What ails Selene isn’t anything a human has ever experienced. Her death is a slow, painful murder at the hands of a vengeful God King. Eight years of no offerings, no worship, and severely reduced magic are what destroys her now.
Mikais wasted no time gaining power of this world and wiping all of them—every member of his rebellion—from their religious texts.
Every member except him, of course.
He erased the details of his betrayal, but left the act, and their speculation of the motive behind his treason has proven to be more than enough to sustain him.
I lay a single finger on the mortal man’s temple and grant him the deep sleep he desperately needs—but mostly to ensure that he will not wake to see her departure.
Leaving him, I follow the bond to the bedroom at the back of the cottage. There, wrapped in green velvet, lies the Goddess of Light. She doesn’t acknowledge me at first, her attention wholly fixed on the beach just outside her window.

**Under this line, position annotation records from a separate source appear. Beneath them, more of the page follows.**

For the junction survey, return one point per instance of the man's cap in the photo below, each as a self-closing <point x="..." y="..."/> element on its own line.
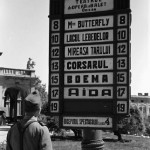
<point x="33" y="102"/>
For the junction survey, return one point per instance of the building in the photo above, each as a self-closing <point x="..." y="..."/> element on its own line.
<point x="15" y="84"/>
<point x="142" y="101"/>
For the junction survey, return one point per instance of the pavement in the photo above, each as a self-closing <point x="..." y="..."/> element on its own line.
<point x="3" y="133"/>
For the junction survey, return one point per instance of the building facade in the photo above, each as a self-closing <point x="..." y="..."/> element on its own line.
<point x="15" y="84"/>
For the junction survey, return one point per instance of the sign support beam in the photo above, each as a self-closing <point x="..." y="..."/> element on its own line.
<point x="92" y="140"/>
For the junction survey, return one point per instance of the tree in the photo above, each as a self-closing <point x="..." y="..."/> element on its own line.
<point x="135" y="123"/>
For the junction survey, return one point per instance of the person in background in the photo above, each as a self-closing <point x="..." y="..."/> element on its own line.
<point x="3" y="118"/>
<point x="29" y="134"/>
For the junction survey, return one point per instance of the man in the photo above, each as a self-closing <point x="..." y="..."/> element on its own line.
<point x="29" y="134"/>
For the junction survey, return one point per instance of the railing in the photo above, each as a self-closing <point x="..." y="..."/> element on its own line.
<point x="16" y="72"/>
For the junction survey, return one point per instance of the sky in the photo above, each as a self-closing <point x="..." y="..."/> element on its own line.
<point x="24" y="33"/>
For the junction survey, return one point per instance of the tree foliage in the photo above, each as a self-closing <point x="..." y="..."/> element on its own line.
<point x="135" y="123"/>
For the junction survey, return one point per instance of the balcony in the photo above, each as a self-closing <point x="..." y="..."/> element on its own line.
<point x="10" y="72"/>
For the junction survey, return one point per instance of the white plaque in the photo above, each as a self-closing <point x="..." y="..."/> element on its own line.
<point x="102" y="78"/>
<point x="88" y="92"/>
<point x="96" y="64"/>
<point x="88" y="37"/>
<point x="85" y="6"/>
<point x="89" y="23"/>
<point x="99" y="122"/>
<point x="89" y="50"/>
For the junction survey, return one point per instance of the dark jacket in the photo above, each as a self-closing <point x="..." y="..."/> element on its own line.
<point x="36" y="136"/>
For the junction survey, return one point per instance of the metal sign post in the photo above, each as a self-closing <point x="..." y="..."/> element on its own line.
<point x="89" y="82"/>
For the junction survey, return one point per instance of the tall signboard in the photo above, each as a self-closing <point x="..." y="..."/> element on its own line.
<point x="89" y="73"/>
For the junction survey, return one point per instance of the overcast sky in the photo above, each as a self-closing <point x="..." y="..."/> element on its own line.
<point x="24" y="33"/>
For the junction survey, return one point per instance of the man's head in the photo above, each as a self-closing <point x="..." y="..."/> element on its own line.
<point x="33" y="103"/>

A child with fawn brown hair splashes in the waves. She frolics and giggles in the water, finding an innocent, momentary respite in the grief that surrounds this home. She turns toward the window and my immortal gaze locks onto wide eyes of emerald green.
“She has your eyes.” Selene’s weak voice demands my attention. I drop to my knees at her bedside, taking her hands into mine.
“My light.”
The sight of her like this, pale and barely clinging to life, enrages me. If I could kill Nobus, I would travel to the god realm right now and and rip his soul from his body with my bare hands.But he made a deal with Creation that even my magic cannot undo.